Overcoming the resistance ahead

By changing values systems, these policies will threaten closely held cultural, ideological, and religious beliefs that many people hold or benefit from. These policies will challenge the belief that market forces or technological innovation inevitably lead to positive ends. They will stir fears of centrally planned economies that challenges a free market economy. They will raise fears that people will lose freedom and stop taking personal responsibility. And they will compel resistance from those that simply distrust the scientists promoting them.
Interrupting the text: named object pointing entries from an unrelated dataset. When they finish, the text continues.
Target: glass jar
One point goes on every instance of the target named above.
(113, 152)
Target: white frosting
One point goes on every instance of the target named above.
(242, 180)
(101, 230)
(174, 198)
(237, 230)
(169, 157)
But by building on research into mechanisms that alter our cultural institutions, incremental and transitional change can help keep the Earth within safe planetary boundaries. And given the new normal caused by the Anthropocene, COVID-19, the Russian invasion of Ukraine, and more, policymakers will have opportunities to push for more rapid and profound change when sudden, disruptive events compel a reexamination of the institutional structures of society. Only by shifting the dominant values around market capitalism and technological optimism will society be able to keep the planet within its livable boundaries and avoid the environmental calamities that we now face.